Uwe Schuerkamp <uwe.schuerkamp at nionex.net> 2009-03-13
10:42:> Hi folks,
>
> I was wondering what is a good backup strategy for ocfs2 based
> clusters.
>
>
> Background: We're running a cluster of 8 SLES 10 sp2 machines sharing
> a common SAN-based FS (/shared) which is about 350g in size at the
> moment. We've already taken care of the usual optimizations concerning
> mount options on the cluster nodes (noatime and so on), but our backup
> software (bacula 2.2.8) slows to a crawl when encountering directories
> in this filesystem that contain quite a few small files. Data rates
> usually average in the tens of MB/sec doing "normal" backups of
local
> filesystems on remote machines in the same LAN, but with the ocfs2 fs
> bacula is hard pressed to not fall below 1mb / sec sustained
> throughput which obviously isn't enough to back up 350g of data in a
> sensible timeframe.
>
> I've already tried disabling compression, rsync'ing to another
server
> and so on, but so far nothing has helped with improving data rates.
>
> How would reducing the number of cluster nodes help with backups?
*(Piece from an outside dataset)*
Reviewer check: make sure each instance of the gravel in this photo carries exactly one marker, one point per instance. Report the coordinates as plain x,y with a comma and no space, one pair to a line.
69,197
Is
> there a "dirty read" option in ocfs2 that would allow reading the
> files without locking them first or something similar? I don't think
> bacula is the culprit as it easily manages larger backups in the same
> environment, even reading off smb shares is order of magnitudes faster
> in this case, so my guess is I'm missing out some non-obvious
> optimization that would improve ocfs2 cluster performance.
>
> Thanks in advance for any pointers & all the best,
>
>
> Uwe
This clearly may not work for all cases and I'm sure is totally
unsupported, but our SAN (Equallogic) has the ability to take RW
snapshots which is where we do our backups from. There was a thread a
while back about the proper way to do this. Basically after taking the
snapshot you need to fixup the filesystem in a couple of different ways
(fsck, relabel, reuuid, etc.) so that the machine can mount several of
these at once. If anyone's interested I can post these scripts. Since
there's only one machine handling the snapshots and it's outside of the
real ocfs2 cluster, while we're doing the fixups we also convert the
snapshot to a local fs and finally remount it ro. This prevents all
network locking from happening (since it's unnecessary) while the
backups happen. We're doing this with a 2TB mail volume (~700G of
_many_ small files) and haven't noticed any problems with it.
I think you could probably achieve something similar by taking the
number of active nodes in the cluster down to 1 during your backup
window, but that has it's own problems to be concerned with. I think a
simple umount /shared on all but that one would do it.
Brian